Oh, I'm all for innovation here, I just don't see building the financial system back from the ground up as an effective way to innovate.
All the issues you've mentioned aren't issues core to our financial system, they can all be solved through iterative innovation - many countries are solving this, like Poland (which I use as an example cause I live here), which has free instantaneous cashless transactions both for payments and p2p use that work with all banks here (blik, slowly trying to expand to more countries).
Similar systems are in place in many other countries. Open banking standardized APIs have already spread across Europe, etc.
So tldr, no need to redesign the financial system to fix these, just disrupt it a little bit.
Bailing out Too-Big-To-Fail banks which privatise profits and socialise losses on increasingly abstract / difficult to understand financial instruments springs to mind.
If you're talking about the recent bank failures, that was in fact covered by other banks, no? It was not paid for by tax payers.
While the recent losses were in big part because of bonds and currency rate risk, so not a particularly abstract or difficult to understand instrument.
Not that being hard to understand is a bad thing. Something can be complex and still valuable.
How about - "current finance systems are broken for a lot of people across the world". And they manifest in terms of crazy inflation (Venezuela, Turkey, Sri Lanka, Pakistan), currency controls (China and many other places), despotic regimes (Russia, Iran, Taliban) etc. I see Bitcoin doing a lot more[1] for those people than traditional financial systems, either local or western.
We're also privileged to be closer to understanding the systems and solutions. That makes it easier for us to view the massive amount of issues with the ecosystem as not the core of the cryptocurrency "craze".
Now imagine you're not a techie, that has no idea what's what? The propaganda concept of "rotten herring", that mars the whole, will take effect on the whole cryptocurrency concept.

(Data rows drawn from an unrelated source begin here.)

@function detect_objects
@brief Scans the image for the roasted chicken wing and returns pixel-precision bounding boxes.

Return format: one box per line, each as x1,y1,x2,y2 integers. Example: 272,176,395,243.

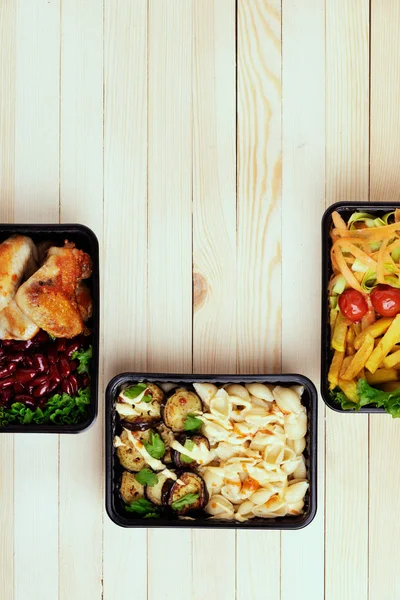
15,242,92,338
0,235,37,311
0,299,39,340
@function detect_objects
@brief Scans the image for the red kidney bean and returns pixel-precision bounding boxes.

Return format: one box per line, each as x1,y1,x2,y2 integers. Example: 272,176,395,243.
33,381,49,398
61,379,72,395
0,377,14,390
47,380,59,393
8,352,25,362
29,375,49,387
33,329,49,343
2,340,14,348
0,388,13,406
49,365,62,385
15,394,36,408
32,354,49,373
24,356,33,369
13,383,25,394
56,338,67,352
81,373,90,387
46,346,58,365
68,374,79,394
11,370,36,383
0,363,17,379
58,356,71,377
66,341,82,358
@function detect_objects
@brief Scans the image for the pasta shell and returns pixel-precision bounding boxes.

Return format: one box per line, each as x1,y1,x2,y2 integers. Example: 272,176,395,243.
250,396,272,412
272,385,302,414
285,481,308,504
237,500,254,516
288,437,306,455
204,495,235,518
225,383,250,400
246,383,274,402
193,383,218,406
250,486,275,506
203,468,224,496
210,394,230,420
293,456,307,479
285,412,307,440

For laypeople cryptocurrency is as much a mystery with it's own gatekeepers, as fiat money systems. Engineers becoming the gatekeepers, are definitely more open an excited about it... but to others swapping a banker to an anonymous engineer is not much of an upgrade.
So many gatekeepers have failed in providing essential protections that old gatekeepers still provide.
Crypto made fraud and mismanagement obvious and grandiose, even though the exact same happens with traditional financial system.
Technology can't catch on just because "there are some great projects"
By association. What do you think FTX is associated with? (It wasn't associated with traditional banking...)
By volume traditional banking had more fraud and mismanagement, but it hasn't had literally years of massive headlines. (See "rotten herring") And in the end it doesn't build any confidence, because all of our money is literally based in trust. Even the value of gold is plain trust in it's value(see Mansa Musa's gold devaluation "pre fiat currency").
I don't remember a single year, without some massive cryptocurrency related headline... Even SVB and CreditSuisse failures were managed out better, than FTX.
We can all agree that the current traditional and digital finance systems are broken but I don't see any solutions being provided as an alternative.
In every industry which involves innovation, there will be speculation and definitely people who like to profit off that which results in ponzi schemes but in the end, there are some genuinely hard working people who truly believe in the mission they signed up for 10 years ago and still continue to work. I would suggest you to take a look around and dig deeper into some of the blockchain projects and you will understand how much blood, sweat and bits have been poured into this.